前日の米株式市場では米長期金利の低下を受けて金利低下局面で買われやすい高PER(株価収益率)の主力ハイテク株に買いが入った。ただ、「中小型の高PER銘柄の一部が売られ、将来的な金利上昇への警戒が根強いことを示した」(大和証券の林健太郎シニアストラテジスト)との見方がある。東京市場でも高PER銘柄の一部が売られ、指数を押し下げた。
午前に発表された中国の4~6月期の実質国内総生産(GDP)は前年同期比7.9%増だった。同時に発表した6月の経済指標では経済成長のペースが鈍化したことを意識させる内容もあって、日本株の弱材料として意識された。
日経平均は戻りの鈍さが嫌気され、短期的な地合いが悪化しているとの見方がある。主力銘柄に持ち高調整の売りが出やすかった一方で、倉庫や建設の一部には買いが入った。「衆院の解散・総選挙を前に補正予算が組まれるとにらみ、内需関連の一部が物色対象となった可能性がある」(ピクテ投信投資顧問の糸島孝俊ストラテジスト)との指摘が出ていた。
東証株価指数(TOPIX)は続落し、午前終値は前日比0.86%安だった。JPX日経インデックス400も続落した。

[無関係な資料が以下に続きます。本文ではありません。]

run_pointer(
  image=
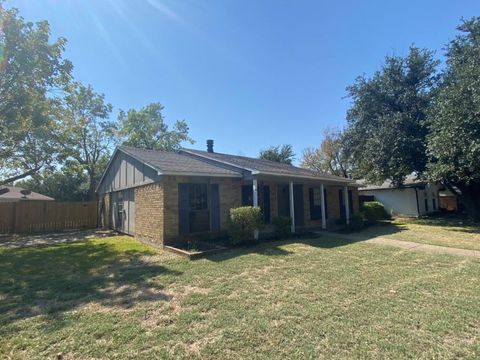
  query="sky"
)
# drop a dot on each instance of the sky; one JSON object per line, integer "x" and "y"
{"x": 246, "y": 73}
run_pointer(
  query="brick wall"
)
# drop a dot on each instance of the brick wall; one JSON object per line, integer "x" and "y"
{"x": 230, "y": 196}
{"x": 149, "y": 213}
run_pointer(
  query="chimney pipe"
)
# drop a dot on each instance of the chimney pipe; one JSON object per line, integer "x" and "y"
{"x": 210, "y": 145}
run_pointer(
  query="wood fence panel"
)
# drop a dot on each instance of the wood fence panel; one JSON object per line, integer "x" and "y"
{"x": 46, "y": 216}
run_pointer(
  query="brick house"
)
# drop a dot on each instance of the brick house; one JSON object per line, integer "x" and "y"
{"x": 161, "y": 197}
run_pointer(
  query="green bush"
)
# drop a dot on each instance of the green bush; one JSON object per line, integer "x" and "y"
{"x": 357, "y": 222}
{"x": 243, "y": 222}
{"x": 374, "y": 211}
{"x": 282, "y": 226}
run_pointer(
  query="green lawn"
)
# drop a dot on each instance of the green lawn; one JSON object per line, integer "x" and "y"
{"x": 323, "y": 298}
{"x": 443, "y": 231}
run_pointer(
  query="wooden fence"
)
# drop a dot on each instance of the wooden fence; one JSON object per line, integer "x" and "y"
{"x": 46, "y": 216}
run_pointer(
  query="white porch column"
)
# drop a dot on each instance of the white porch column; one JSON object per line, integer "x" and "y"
{"x": 323, "y": 206}
{"x": 255, "y": 201}
{"x": 347, "y": 205}
{"x": 292, "y": 206}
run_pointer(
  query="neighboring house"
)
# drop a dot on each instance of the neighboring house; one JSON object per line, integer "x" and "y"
{"x": 15, "y": 193}
{"x": 162, "y": 197}
{"x": 414, "y": 198}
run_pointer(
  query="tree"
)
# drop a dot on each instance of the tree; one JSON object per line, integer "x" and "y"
{"x": 146, "y": 128}
{"x": 329, "y": 157}
{"x": 283, "y": 154}
{"x": 66, "y": 184}
{"x": 32, "y": 76}
{"x": 454, "y": 139}
{"x": 386, "y": 133}
{"x": 87, "y": 134}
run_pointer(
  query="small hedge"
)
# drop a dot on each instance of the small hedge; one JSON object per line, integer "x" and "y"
{"x": 243, "y": 221}
{"x": 282, "y": 227}
{"x": 357, "y": 222}
{"x": 374, "y": 211}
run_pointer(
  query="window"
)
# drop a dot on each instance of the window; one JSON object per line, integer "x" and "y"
{"x": 316, "y": 203}
{"x": 198, "y": 197}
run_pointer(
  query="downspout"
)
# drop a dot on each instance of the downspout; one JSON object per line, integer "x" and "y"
{"x": 418, "y": 206}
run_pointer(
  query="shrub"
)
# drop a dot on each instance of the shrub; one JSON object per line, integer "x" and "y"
{"x": 357, "y": 222}
{"x": 243, "y": 222}
{"x": 374, "y": 211}
{"x": 282, "y": 226}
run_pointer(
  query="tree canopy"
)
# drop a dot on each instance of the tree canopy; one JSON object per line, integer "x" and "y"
{"x": 386, "y": 134}
{"x": 33, "y": 75}
{"x": 146, "y": 128}
{"x": 330, "y": 157}
{"x": 283, "y": 154}
{"x": 87, "y": 134}
{"x": 454, "y": 119}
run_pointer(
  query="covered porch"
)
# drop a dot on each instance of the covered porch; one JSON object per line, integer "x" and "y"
{"x": 309, "y": 203}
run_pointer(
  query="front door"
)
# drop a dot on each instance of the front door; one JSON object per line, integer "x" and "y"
{"x": 298, "y": 205}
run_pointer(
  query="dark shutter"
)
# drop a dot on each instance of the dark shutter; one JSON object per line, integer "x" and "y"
{"x": 350, "y": 201}
{"x": 247, "y": 195}
{"x": 183, "y": 209}
{"x": 266, "y": 205}
{"x": 326, "y": 202}
{"x": 215, "y": 207}
{"x": 315, "y": 210}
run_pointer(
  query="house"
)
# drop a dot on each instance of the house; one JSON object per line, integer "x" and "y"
{"x": 414, "y": 198}
{"x": 15, "y": 193}
{"x": 163, "y": 197}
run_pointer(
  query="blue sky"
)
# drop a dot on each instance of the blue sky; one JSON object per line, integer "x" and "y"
{"x": 247, "y": 74}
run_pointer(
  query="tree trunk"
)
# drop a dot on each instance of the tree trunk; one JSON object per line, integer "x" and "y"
{"x": 92, "y": 195}
{"x": 471, "y": 200}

前引け時点の東証1部の売買代金は概算で9904億円、売買高は4億6250万株だった。東証1部の値下がり銘柄数は1480と、全体の7割弱を占めた。値上がりは580、変わらずは126だった。
ニコンが5%超下げた。いすゞや日野自が売られた。リクルートやエムスリーも安かった。一方、住友大阪や太平洋セメが高かった。清水建や大成建が買われた。スクリンも上昇した。